Bamberg
"Zeitgemäß": Volkskundlerin erneuert fränkische Tracht

11.01.2012 | Stand 11.01.2012, 10:13 Uhr

Dirndl und Lederhose sind "in". Fränkische Trachten dagegen galten lange Zeit als altbacken und museumsreif. Doch damit soll nun Schluss sein, findet eine Trachtenberaterin. Sie hat eine neue Bamberger Tracht entworfen.

- Kein historisches Kostüm soll es werden und auch keine Verkleidung: Birgit Jauernig, Expertin für Trachten, hat eine erneuerte Bamberger Tracht entworfen. Und dabei geht es weder um Gewänder fürs Museum noch um sexy Oktoberfest-Outfits. Jauernig erforscht oberfränkische Trachten, um sie in der heutigen Zeit tragbar zu machen.

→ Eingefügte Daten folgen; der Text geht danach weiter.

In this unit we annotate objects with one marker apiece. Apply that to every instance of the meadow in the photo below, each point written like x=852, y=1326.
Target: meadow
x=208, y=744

Das Kennzeichen: Rock und Mieder sind getrennt, das Mieder rund ausgeschnitten und geknöpft. Beim Stoff sind Streifenmuster sehr häufig, die Bluse ist schlicht gehalten - und anders als bei der gängigen Dirndlmode nicht gerüscht. Sie kann aber aufwendig gearbeitet sein mit Hohlsaum und Weißstickerei.

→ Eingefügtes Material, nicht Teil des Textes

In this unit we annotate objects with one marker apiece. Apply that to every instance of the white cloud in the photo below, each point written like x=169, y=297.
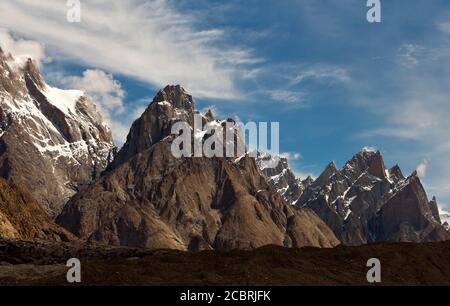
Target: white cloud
x=291, y=156
x=422, y=168
x=330, y=73
x=287, y=96
x=21, y=49
x=408, y=54
x=101, y=86
x=148, y=40
x=108, y=96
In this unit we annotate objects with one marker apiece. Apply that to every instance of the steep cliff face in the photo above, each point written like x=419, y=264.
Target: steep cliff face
x=52, y=141
x=364, y=202
x=22, y=218
x=150, y=198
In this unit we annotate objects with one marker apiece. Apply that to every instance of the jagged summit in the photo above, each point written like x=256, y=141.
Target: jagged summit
x=53, y=141
x=377, y=167
x=363, y=202
x=150, y=198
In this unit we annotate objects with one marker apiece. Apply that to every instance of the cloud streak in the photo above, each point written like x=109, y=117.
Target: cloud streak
x=147, y=40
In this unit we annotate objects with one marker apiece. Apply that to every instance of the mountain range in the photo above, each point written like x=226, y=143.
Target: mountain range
x=64, y=180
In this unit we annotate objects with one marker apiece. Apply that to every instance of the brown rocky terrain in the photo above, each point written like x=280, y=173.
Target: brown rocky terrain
x=24, y=263
x=52, y=141
x=149, y=198
x=21, y=217
x=363, y=202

Für die Regionen Coburg und Kulmbach hat Jauernig, die das Bauernmuseum Frensdorf leitet, schon erneuerte Trachten gestaltet. Das Interesse sei enorm, sagt sie - und in den oberfränkischen Städten fast noch größer als auf dem Land. "Bei unseren Nähkursen haben wir ein buntes Publikum - von der Kunsthistorikerin bis zur Geschäftsfrau." Einen Nähkurs der Trachtenberatung zu besuchen, ist eine Möglichkeit, um eine erneuerte Tracht zu bekommen. Wer sich selbst nicht versuchen will, kann sich die Kleidung aber auch schneidern lassen.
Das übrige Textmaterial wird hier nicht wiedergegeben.